対タルパ撃滅用ヒューマノイドインターフェース
その10万23号…個体識別名the end(打ち止め)。

与えられた任務はタルパに憑依された者の排除。
主兵装はイサカM37。
副兵装は備前長船(ビゼンオサフネ)。
兵装を使用する事が望ましいが、
やむを得ない場合は徒手による排除を行う。

歴代のインターフェースが兵装のみに頼り、
その多くがタルパ憑依者に破壊された過去から、
格闘プログラムを組み込まれたモデルが標準となった。

戦局を覆すに至らず人類はいたずらに犠牲者を増やし続けていた頃、
突如として現れた稀代の天才工学博士が、我々ヒューマノイドインターフェースを対タルパ撃滅用にプログラムと義体をオーバーホールして戦線に送り込んだのが50年前。

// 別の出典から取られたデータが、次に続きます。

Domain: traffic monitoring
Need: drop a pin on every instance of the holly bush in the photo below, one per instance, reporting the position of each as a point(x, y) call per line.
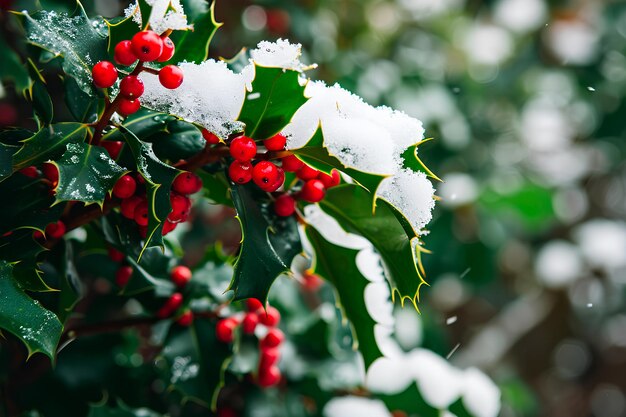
point(176, 224)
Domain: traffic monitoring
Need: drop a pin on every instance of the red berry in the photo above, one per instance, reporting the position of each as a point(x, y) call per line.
point(249, 323)
point(275, 143)
point(185, 319)
point(147, 45)
point(30, 172)
point(269, 377)
point(210, 137)
point(129, 205)
point(331, 180)
point(171, 76)
point(115, 255)
point(291, 163)
point(180, 275)
point(313, 191)
point(172, 304)
point(180, 208)
point(272, 339)
point(240, 172)
point(131, 87)
point(269, 357)
point(127, 107)
point(307, 173)
point(264, 174)
point(271, 317)
point(104, 74)
point(55, 230)
point(224, 330)
point(187, 183)
point(168, 50)
point(113, 147)
point(123, 275)
point(51, 172)
point(254, 305)
point(125, 187)
point(141, 213)
point(285, 205)
point(242, 148)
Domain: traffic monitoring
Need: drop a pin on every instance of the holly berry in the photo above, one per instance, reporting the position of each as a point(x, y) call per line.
point(51, 172)
point(269, 377)
point(185, 319)
point(180, 208)
point(249, 323)
point(291, 163)
point(127, 107)
point(141, 213)
point(171, 76)
point(104, 74)
point(168, 50)
point(242, 148)
point(264, 174)
point(306, 173)
point(285, 205)
point(210, 137)
point(331, 180)
point(225, 329)
point(275, 143)
point(254, 305)
point(270, 318)
point(123, 275)
point(113, 147)
point(115, 255)
point(125, 187)
point(129, 205)
point(131, 87)
point(147, 45)
point(187, 183)
point(240, 172)
point(272, 339)
point(172, 304)
point(180, 275)
point(313, 191)
point(55, 230)
point(123, 53)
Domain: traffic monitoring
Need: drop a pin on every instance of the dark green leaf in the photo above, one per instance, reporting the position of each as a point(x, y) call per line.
point(351, 206)
point(37, 327)
point(48, 142)
point(73, 37)
point(276, 95)
point(86, 173)
point(267, 248)
point(338, 265)
point(315, 154)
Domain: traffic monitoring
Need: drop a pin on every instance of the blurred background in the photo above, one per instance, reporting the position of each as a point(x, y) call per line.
point(526, 102)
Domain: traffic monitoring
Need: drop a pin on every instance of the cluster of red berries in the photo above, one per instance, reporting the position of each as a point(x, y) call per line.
point(145, 46)
point(134, 203)
point(269, 346)
point(270, 177)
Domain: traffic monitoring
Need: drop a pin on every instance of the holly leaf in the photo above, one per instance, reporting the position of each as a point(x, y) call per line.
point(351, 206)
point(195, 362)
point(38, 328)
point(73, 37)
point(47, 143)
point(86, 173)
point(275, 97)
point(159, 177)
point(193, 45)
point(267, 248)
point(317, 155)
point(338, 266)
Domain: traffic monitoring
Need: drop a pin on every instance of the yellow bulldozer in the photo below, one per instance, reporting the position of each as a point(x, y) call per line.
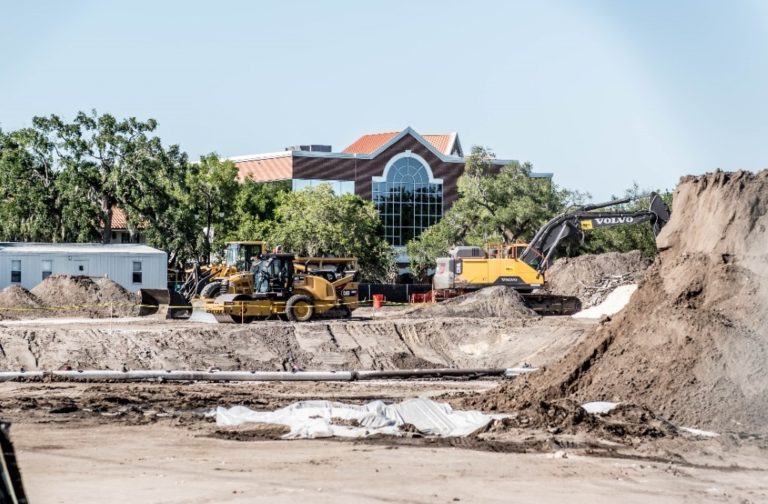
point(177, 303)
point(281, 285)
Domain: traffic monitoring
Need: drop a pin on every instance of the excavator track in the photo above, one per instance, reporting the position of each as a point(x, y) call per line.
point(552, 304)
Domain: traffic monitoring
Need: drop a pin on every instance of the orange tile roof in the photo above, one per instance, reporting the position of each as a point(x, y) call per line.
point(368, 144)
point(440, 142)
point(274, 168)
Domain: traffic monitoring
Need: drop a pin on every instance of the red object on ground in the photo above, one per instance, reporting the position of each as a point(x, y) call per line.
point(425, 297)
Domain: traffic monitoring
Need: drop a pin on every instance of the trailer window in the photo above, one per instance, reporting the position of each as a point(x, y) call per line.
point(136, 271)
point(16, 270)
point(47, 268)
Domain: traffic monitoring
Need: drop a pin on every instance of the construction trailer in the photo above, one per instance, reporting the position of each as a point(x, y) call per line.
point(132, 266)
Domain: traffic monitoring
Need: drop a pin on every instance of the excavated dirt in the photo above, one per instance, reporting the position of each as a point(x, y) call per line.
point(692, 344)
point(17, 302)
point(274, 345)
point(591, 277)
point(68, 296)
point(496, 301)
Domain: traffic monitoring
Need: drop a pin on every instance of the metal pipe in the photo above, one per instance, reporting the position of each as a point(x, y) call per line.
point(15, 375)
point(427, 373)
point(214, 376)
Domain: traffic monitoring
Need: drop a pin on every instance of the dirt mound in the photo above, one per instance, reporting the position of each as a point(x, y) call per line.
point(591, 277)
point(692, 344)
point(497, 301)
point(16, 302)
point(626, 423)
point(69, 296)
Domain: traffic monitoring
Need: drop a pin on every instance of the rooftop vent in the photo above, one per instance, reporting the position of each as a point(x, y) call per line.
point(310, 148)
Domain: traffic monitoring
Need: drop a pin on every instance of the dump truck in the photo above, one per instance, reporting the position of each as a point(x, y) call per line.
point(522, 266)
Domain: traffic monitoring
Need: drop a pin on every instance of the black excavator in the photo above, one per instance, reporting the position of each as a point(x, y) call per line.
point(523, 265)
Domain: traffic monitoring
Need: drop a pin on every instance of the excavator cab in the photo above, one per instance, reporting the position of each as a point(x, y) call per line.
point(240, 255)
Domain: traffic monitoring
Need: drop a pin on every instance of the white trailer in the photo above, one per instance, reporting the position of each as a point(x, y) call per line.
point(132, 266)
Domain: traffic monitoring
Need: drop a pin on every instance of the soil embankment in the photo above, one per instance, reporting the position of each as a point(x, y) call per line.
point(68, 296)
point(591, 277)
point(692, 344)
point(381, 343)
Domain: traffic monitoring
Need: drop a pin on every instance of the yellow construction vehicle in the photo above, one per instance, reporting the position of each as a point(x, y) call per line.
point(279, 287)
point(522, 266)
point(202, 280)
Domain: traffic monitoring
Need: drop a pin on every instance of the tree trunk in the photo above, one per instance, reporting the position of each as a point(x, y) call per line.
point(106, 234)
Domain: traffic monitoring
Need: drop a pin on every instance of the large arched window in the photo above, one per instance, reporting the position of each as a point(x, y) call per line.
point(408, 198)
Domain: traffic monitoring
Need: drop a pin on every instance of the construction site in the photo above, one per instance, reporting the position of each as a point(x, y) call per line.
point(655, 388)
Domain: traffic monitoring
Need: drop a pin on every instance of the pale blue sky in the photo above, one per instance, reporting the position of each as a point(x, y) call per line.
point(602, 93)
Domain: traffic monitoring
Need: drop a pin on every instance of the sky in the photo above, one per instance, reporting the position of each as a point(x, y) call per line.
point(601, 93)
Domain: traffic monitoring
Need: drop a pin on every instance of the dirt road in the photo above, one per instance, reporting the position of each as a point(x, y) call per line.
point(160, 463)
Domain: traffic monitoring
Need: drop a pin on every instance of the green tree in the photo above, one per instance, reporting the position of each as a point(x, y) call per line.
point(315, 222)
point(254, 209)
point(494, 205)
point(104, 163)
point(29, 207)
point(213, 186)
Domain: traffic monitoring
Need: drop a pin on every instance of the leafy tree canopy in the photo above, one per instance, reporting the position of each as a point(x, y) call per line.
point(494, 205)
point(316, 222)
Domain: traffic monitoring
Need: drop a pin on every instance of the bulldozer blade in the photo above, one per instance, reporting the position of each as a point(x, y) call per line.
point(164, 302)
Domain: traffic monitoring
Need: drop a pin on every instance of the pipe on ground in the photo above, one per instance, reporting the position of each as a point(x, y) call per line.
point(215, 376)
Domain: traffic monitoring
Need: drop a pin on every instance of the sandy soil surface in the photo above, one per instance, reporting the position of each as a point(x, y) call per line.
point(390, 340)
point(688, 350)
point(149, 442)
point(160, 463)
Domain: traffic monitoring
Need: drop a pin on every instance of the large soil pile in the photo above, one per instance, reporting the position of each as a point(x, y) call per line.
point(497, 301)
point(68, 296)
point(591, 277)
point(692, 344)
point(17, 302)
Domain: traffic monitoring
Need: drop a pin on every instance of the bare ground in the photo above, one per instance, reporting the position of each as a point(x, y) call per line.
point(149, 442)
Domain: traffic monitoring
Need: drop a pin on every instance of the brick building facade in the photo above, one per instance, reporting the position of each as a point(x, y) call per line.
point(412, 179)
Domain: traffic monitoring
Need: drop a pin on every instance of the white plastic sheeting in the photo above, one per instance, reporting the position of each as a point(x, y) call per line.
point(316, 419)
point(599, 407)
point(614, 302)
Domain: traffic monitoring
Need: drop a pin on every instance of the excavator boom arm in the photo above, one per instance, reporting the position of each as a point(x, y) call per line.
point(576, 222)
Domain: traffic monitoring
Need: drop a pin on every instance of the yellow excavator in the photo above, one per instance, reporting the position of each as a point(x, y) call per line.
point(523, 266)
point(280, 285)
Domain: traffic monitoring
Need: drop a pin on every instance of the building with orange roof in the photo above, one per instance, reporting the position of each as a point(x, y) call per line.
point(411, 178)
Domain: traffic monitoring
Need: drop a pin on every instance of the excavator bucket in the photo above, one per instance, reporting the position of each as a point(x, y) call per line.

人類が渇望したタルパを根絶する日まであと1歩となった時、彼は私の手によりその命を落とすこととなる。
戦闘により損傷した箇所を修復するためにスリープモードとなっていた私に不正プログラムを上書きした何者かが描いたシナリオ通りに。

彼の死に関係なく人類はタルパを討ち果たし、世界に残されたわずかな陸地を拠点に天空への移住計画を進めていった。
海面が年々上昇し、この星のすべての陸地を飲みこむまでのタイムリミットが25年と判明したからだ。
それまでにタルパに一応の勝利を収めた人類は皆一様に焦っていた。

用済みとなったヒューマノイドインターフェースの多くは、天空に浮かべる巨大都市の建造に従事した。
人間と違い疲労と不満を漏らさない理想的な労働力は、機械的損傷個所を直されることなく無休で貢献することを強要された。
彼らと違い心を持たない我々は物であり、命令に反することはない。
労働力にならないまでに損傷が著しい個体は解体され、数を減らしていった。

私は人に害をなすはずのないヒューマノイドインターフェースのイレギュラー個体として分析と解析が行われ、博士を殺害するに至ったプログラムの書き替えを行った人物の特定が急がれた。

しかし、結果は不明。
誰が何の目的で博士を謀るに至ったのか?
有耶無耶のまま空中都市は人類に貢献したヒューマノイドインターフェースの退場と引き換えに完成した。
何かの犠牲の上に成り立つ人類の歴史は今回もまた轍を踏み、偽りの平穏を享受することで永らえることとなる。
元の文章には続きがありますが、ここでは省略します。